Does lookup data need training data for each data?

Hi, I am working on a bot and there is a alot of products in lookup table, so I just want to ask do I have to add training data for each and every product mentioned in lookup because there are many lookups for every item. So the probability of count if (n_products times n_colors) times training data. If there is any optimize solution please feel free to suggest.

Just so I understand correctly, you’ve got a lookup table that you’re using with a regex entity extractor and you’re worried that you’re only capturing part of the entity?

Lookup table has products_category, products_sub_category, color, gender, brand names. This bot is being used for e-comm product search from my own database. So, in training data. Here is training data that I added:

 intent: product_inquiry
  examples: |
    - I want a product
    - I want to buy something
    - show me [Laptop](sub_category)
    - show me [Mobiles](sub_category)
    - show me [Shoes](sub_category)
    - show me [Monitors](sub_category)
    - I want a 17 inch [laptop](sub_category)
    - [laptops](sub_category) starting from [20000](min)
    - [smartphones](sub_category) starting from [20000](min)
    - can you show me [rose gold](color) [smartphones](sub_category) starting from [5000](min)
    - [pink](color) [shoes](sub_category)
    - [blue](color) [shoes](sub_category) for [men](gender)
    - [green](color) [shoes](sub_category) for sports
    - [shoes](sub_category) for running
    - Show me [Men's Clothing](sub_category)
    - i would like to see [Men's clothing](sub_category)
    - Show me [Women's Clothing](sub_category)
    - can you show me [Women's clothing](sub_category)
    - 19 inch [monitor](sub_category) from [hp](brand)
    - show me some [monitors](sub_category)
    - gaming [monitors](sub_category) under [7000](max)
    - [HP](brand) [Laptops](sub_category) with [Black](color)
    - [women](gender) sports [shoes](sub_category) starting from [1000](min)
    - [sports shoes](sub_category) under [700](max)
    - [casual shoes](sub_category) under [800](max) and starting from [200](min)

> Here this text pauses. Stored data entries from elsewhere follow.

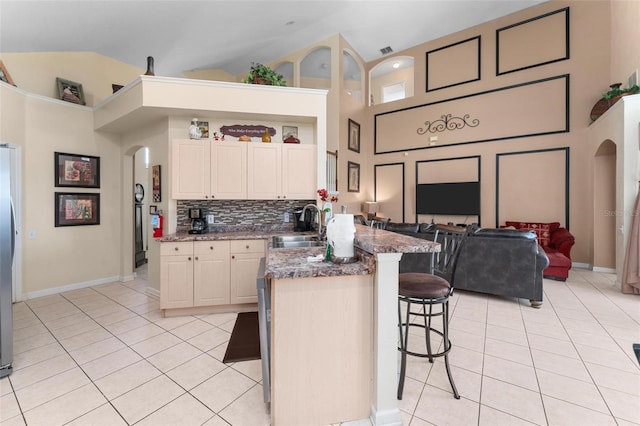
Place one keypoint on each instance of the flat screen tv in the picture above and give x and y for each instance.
(456, 198)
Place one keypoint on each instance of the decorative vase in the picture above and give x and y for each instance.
(149, 66)
(266, 137)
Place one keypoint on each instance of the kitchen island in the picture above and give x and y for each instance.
(334, 332)
(334, 327)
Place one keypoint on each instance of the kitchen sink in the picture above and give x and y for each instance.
(294, 241)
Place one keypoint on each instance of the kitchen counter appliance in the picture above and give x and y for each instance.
(302, 224)
(198, 222)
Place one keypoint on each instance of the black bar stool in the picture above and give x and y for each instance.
(426, 291)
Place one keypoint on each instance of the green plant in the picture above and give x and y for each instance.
(266, 74)
(616, 90)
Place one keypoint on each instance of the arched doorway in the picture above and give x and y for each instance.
(604, 204)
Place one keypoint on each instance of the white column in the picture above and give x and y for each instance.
(384, 410)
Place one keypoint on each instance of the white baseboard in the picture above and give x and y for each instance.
(153, 292)
(69, 287)
(604, 270)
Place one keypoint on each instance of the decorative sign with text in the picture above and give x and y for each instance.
(238, 130)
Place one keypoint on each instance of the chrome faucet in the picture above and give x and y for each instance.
(304, 210)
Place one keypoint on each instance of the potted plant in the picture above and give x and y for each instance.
(615, 92)
(262, 74)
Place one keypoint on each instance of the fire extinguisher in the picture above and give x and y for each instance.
(156, 223)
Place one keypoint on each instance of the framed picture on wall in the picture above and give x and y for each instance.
(76, 170)
(156, 189)
(354, 136)
(353, 177)
(76, 208)
(70, 91)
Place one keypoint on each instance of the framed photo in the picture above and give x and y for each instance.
(76, 208)
(354, 136)
(4, 74)
(289, 131)
(353, 177)
(70, 91)
(156, 189)
(76, 170)
(204, 129)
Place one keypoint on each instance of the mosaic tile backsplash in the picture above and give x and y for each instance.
(241, 212)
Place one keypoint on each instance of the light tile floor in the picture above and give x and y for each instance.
(105, 356)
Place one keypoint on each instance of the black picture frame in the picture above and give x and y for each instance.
(156, 184)
(354, 136)
(77, 208)
(353, 177)
(70, 91)
(76, 170)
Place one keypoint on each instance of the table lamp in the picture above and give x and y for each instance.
(370, 208)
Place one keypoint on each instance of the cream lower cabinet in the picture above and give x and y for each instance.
(245, 261)
(282, 171)
(176, 275)
(204, 170)
(209, 273)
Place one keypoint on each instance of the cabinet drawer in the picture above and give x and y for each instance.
(247, 246)
(177, 248)
(218, 248)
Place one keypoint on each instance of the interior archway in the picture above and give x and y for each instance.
(605, 213)
(315, 69)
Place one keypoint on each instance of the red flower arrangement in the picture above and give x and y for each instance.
(324, 196)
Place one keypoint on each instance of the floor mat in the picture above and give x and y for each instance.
(244, 344)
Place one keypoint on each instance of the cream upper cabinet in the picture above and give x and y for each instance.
(190, 168)
(228, 170)
(282, 171)
(299, 170)
(265, 171)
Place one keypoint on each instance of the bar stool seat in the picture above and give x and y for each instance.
(427, 290)
(423, 286)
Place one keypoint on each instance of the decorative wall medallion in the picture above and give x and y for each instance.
(447, 122)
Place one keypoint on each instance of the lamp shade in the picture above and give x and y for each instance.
(370, 207)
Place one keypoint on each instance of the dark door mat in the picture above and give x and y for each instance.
(244, 344)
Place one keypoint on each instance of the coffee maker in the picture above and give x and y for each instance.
(303, 224)
(198, 223)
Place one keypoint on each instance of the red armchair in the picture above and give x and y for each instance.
(556, 242)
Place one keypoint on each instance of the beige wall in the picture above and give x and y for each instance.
(58, 257)
(36, 72)
(61, 256)
(588, 67)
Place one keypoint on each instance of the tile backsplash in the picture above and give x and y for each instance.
(241, 212)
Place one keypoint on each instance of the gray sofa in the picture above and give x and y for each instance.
(502, 262)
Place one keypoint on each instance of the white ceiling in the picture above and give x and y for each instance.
(229, 35)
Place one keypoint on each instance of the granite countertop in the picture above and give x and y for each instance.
(375, 240)
(282, 263)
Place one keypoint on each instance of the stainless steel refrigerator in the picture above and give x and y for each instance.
(7, 244)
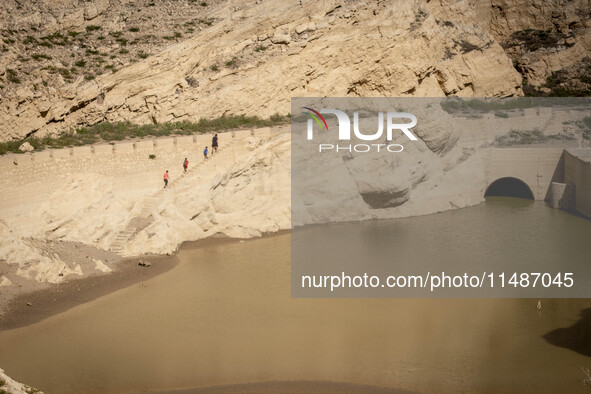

so lookup table such as sub category has more than 10 examples and brand names are also having more than 10 names. So, how do I write my training data that it predict even the name which is not added in training data but it is inside lookup table. Here, I am not using any regex right now.

It sounds like you may want to use the RegexEntityextractor. You can put all strings that match your entities into a lookup table which in turn can be detected by this component. As long as it appears in the lookup it doesn’t need to also be in your training data.

There’s also more information on lookups and extractors here.

Thanks, I forgot to add use_lookup_table = True. Now, I added it is working perfectly and I don’t need more training data too.